You will discover how the private key is protected through wrapping, that once wrapped, only this wrapped key is used and the private key in clear is no longer needed.
The provided example is using the STM32U385 or STM32U3C5 Nucleo board, devices embedding hardware cryptographic accelerators.
Introduction
Through this practical example, the user will learn how to:
- Use an application provided in the MbedTLS_HW_KWE of STM32Cube_FW_U3.
- Wrap the private key
- Perform a digital signature of a message using the Elliptic Curve Digital Signature Algorithm (ECDSA) and the wrapped private key.
- To modify the application to generate a public key from a wrapped private key. To use this computed public key to verify the signature
All the steps using the hidden (wrapped) private key is implicitly involving the embedded hardware CCB.
- Note: this provided code is an example and needs to be adapted for a commercial product.
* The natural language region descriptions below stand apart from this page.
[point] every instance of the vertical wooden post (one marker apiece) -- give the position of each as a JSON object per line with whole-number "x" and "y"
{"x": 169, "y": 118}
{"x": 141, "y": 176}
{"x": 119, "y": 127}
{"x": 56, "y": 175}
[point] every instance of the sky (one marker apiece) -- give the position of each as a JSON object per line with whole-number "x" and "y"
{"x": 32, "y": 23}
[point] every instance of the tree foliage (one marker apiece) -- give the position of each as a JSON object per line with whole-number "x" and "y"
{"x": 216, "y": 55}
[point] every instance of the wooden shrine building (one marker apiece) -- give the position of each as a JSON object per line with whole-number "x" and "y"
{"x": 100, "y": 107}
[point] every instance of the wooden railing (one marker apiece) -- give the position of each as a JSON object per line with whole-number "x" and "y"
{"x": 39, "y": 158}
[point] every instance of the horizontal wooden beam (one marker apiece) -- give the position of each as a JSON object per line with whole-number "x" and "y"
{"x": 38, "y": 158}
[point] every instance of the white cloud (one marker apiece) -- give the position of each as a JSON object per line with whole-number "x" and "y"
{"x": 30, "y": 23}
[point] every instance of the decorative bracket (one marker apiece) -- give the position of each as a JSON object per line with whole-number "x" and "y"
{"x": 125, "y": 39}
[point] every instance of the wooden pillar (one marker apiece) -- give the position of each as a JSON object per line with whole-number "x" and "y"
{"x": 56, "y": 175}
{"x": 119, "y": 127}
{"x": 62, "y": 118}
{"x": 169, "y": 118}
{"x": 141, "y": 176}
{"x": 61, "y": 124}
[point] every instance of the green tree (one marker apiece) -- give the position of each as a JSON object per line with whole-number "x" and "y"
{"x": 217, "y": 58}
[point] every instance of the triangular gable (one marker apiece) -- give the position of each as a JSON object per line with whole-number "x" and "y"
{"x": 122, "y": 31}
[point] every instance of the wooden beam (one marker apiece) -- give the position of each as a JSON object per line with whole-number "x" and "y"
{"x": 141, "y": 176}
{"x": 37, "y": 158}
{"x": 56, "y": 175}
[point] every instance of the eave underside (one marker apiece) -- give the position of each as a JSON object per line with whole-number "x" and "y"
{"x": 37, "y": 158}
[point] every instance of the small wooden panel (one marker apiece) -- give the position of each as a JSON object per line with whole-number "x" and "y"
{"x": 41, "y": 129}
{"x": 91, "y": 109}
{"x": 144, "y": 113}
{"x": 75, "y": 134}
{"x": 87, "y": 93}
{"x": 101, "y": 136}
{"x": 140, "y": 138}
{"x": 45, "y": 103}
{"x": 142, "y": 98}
For instance, the protection of the embedded flash and RAM needs to be implemented.
- Warning: this example uses a private key declared as a constant, so unprotected. This example shows that once wrapped, this wrapped key is used and the original private key is not anymore needed. For a commercial product, it's obvious that the private key should never be visible in clear in the field.
Prerequisites
- Hardware
- U385RG-Q Nucleo board (MB1841) or U3C5ZI-Q Nucleo board (MB2222)
Note: to run this example, a device supporting Hardware Crypto accelerator is requested (STM32U385 or STM32U3C5)
- Required tools
- STM32Cube_FW_U3_V1.3.0 [1] or upper
- IAR Embedded Workbench rev 9.20.1 + patch STM32U37x-38x or STM32U3Bx-3Cx
- The patch is available in the STM32CubeFW: STM32Cube_FW_U3_Vx.x.x\Utilities\PC_Software
- Environment setup
- Download the STM32CubeU3 package and install it
- A directory NUCLEO-STM32U385RG-Q is included in the CubeFW Projects directory (see figure below).
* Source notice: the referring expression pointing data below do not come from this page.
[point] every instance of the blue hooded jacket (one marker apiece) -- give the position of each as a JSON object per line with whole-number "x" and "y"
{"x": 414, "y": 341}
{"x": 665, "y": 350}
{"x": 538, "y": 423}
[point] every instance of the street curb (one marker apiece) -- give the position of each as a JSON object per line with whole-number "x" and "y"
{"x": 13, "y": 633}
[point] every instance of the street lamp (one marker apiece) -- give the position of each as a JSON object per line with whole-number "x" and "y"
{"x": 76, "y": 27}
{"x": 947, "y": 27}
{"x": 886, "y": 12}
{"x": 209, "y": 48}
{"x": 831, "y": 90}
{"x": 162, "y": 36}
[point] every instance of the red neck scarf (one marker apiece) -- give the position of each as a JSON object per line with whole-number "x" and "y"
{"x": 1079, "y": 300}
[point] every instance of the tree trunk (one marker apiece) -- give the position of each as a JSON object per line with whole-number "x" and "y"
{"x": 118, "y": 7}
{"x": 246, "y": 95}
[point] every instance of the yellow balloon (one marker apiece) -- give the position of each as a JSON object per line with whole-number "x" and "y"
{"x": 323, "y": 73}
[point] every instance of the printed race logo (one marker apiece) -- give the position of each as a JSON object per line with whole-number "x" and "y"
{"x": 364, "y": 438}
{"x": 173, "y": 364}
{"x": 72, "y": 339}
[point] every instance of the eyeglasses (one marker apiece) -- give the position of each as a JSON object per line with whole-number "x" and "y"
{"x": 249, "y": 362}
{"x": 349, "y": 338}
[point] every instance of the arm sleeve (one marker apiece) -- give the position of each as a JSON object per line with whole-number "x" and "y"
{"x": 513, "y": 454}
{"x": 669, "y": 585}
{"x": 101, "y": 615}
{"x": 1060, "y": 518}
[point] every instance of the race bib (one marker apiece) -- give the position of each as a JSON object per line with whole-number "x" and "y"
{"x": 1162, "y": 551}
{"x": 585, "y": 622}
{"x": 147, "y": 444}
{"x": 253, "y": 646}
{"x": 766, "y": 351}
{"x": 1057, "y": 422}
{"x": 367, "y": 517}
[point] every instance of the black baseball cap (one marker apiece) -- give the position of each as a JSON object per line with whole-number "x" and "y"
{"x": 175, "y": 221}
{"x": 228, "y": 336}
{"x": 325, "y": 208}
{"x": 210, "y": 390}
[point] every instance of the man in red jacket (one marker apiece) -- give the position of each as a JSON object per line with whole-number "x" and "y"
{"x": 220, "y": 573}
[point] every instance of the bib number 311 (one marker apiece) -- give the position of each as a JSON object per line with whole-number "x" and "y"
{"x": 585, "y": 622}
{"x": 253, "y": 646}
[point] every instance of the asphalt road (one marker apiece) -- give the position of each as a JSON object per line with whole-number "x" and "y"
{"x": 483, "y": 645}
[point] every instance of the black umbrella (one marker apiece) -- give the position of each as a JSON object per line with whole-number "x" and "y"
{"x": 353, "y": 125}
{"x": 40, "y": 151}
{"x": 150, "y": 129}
- The Applications\MbedTLS_HW_KWE directory contains the different application examples using wrapped keys.
- For the NUCLEO-U3C5ZI-Q the Applications\MbedTLS_HW_KWE folder is not included but the NUCLEO-STM32U385RG-Q examples can be used.
- Create the MbedTLS_HW_KWE folder in Projects\NUCLEO-U3C5ZI-Q\Applications and copy the NUCLEO-U385RG-Q\Applications\MbedTLS_HW_KWE\ECC_ECDSA_Sign_KWE example into it.
- Proceed in the same way if you want to execute other provided Key Wrap examples.
1. Execution of the ECC_ECDSA_Sign_KWE application example
The following example is shown for IAR Embedded Workbench. But it is applicable for the other supported tool chains.
- Open the ECC_ECDSA_Sign_KWE example.
- The firmware is available at: STM32Cube_FW_U3_Vx.x.x\Projects\NUCLEO-U385RG-Q\Applications\MbedTLS_HW_KWE\ECC_ECDSA_Sign_KWE
- Or in the copied folder (see Prerequisites) STM32Cube_FW_U3_Vx.x.x\Projects\NUCLEO-U3C5ZI-Q\Applications\MbedTLS_HW_KWE\ECC_ECDSA_Sign_KWE
- STM32U385RG should be automatically selected in the product option (see figure below)
- For IAR: menu: Project -> Option -> General Option
- If it's not the case please check if your IDE version is supporting this product or if the STM32U3 patch is correctly installed (see prerequisites at the beginning of this article)
The example provided for the NUCLEO-U385RG should have the correct compilation switch as shown in the right part of bellow's figure.
(If it's not the case it needs to be updated).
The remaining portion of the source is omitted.